Much of the material listed on these archived web pages has been superseded, or served a particular purpose at a particular time. It may contain references to activities or policies that have no current application. Many archived documents may link to web pages that have moved or no longer exist, or may refer to other documents that are no longer available.
Interview with Naomi Woodley, ABC AM Program
16 February 2010
EASTLEY: It's been revealed that the company at the centre of new allegations about the Federal Government's home insulation program was initially allowed to continue operating after one of its employees died.

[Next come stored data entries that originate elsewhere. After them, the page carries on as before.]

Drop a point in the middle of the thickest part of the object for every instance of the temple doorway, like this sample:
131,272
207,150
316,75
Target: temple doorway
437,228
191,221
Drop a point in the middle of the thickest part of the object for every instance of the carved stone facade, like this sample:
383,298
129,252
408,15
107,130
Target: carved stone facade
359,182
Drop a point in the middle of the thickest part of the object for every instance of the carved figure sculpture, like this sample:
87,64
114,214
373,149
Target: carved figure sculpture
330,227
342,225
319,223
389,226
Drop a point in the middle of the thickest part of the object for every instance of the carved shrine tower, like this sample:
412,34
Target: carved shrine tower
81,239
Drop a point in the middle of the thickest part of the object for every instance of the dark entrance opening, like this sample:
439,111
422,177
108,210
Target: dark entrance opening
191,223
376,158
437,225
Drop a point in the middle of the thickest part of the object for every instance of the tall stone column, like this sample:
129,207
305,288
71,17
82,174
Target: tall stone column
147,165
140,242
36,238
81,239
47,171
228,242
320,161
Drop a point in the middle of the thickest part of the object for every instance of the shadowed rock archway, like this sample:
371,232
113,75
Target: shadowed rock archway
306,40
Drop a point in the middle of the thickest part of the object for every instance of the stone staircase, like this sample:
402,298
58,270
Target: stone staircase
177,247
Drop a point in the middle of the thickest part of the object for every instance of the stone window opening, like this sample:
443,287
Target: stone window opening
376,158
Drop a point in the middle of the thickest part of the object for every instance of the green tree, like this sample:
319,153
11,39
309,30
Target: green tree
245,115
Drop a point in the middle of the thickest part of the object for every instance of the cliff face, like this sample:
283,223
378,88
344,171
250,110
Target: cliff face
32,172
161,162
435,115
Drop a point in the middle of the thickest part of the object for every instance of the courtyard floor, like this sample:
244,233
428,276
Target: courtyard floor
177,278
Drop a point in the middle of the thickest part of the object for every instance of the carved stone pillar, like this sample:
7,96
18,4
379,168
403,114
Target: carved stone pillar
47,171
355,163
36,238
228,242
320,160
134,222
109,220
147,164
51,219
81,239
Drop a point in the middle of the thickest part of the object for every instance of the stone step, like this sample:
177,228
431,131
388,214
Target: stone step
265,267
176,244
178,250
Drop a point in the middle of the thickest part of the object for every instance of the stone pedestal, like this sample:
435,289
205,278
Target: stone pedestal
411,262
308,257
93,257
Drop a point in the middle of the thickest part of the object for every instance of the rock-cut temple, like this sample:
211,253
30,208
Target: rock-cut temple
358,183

The ABC has been told that a Brisbane based telemarketing company with no prior qualifications in insulation, pressured the Environment Department to gain accreditation for the program.
Several weeks later a 26 year old who had been working for the firm Countrywide Insulation was electrocuted.
The company says it sub-contracted the work to a fully qualified and experienced electrical contractor and the company is cooperating with investigations into the death.
The Environment Minister Peter Garrett spoke to our reporter Naomi Woodley in Canberra.
GARRETT: There is a full investigation underway in relation to Countrywide and the case is that they are now suspended under this program. It is important that, in this instance, where the material has been reviewed by the department in relation to this particular company, that in fact they now are suspended and there is an investigation, a full investigation underway and all the evidence in relation to this company, including any additional allegations that have been made, will be fully and completely explored in relation to that investigation.
WOODLEY: Who is doing that investigation?
GARRETT: That investigation will be undertaken by the department.
WOODLEY: And when was the company suspended?
GARRETT: Well, there has been a period of time when the company came to the notice of the department. The department determined that in actual fact it had met the requirements under the guidelines.
Now what I would say about this is that we brought forward additional requirements in terms of show cause rules, are consequent to this company being initially investigated.
My expectation, as it is with the other companies that have been, alleged to have been involved with these terrible fatalities is that action needs to be taken immediately as well as the necessary investigations that do take place in relation to safety authorities and the like and that in that case we have the other companies in question who are now actually not registered in the program and this full investigation taking place in relation to the company that you are asking me questions about now.
WOODLEY: But the initial assessment was that they were properly accredited and could continue their business?
GARRETT: That is correct. The original assessment by the department which went through checking whether or not the material that had been brought to the department fulfilled the requirements of the guidelines deemed that but that was subsequently reviewed.
That was reviewed over the course of this past weekend and the decision has been taken to suspend the company.
WOODLEY: Have you put a time limit on the investigation into Countrywide? When would you like to see the results of that?
GARRETT: Well I want it to be done thoroughly so I won't put a time limit on it but I expect it to be done thoroughly and it should be done expeditiously.
EASTLEY: The Environment Minister Peter Garrett speaking there to Naomi Woodley.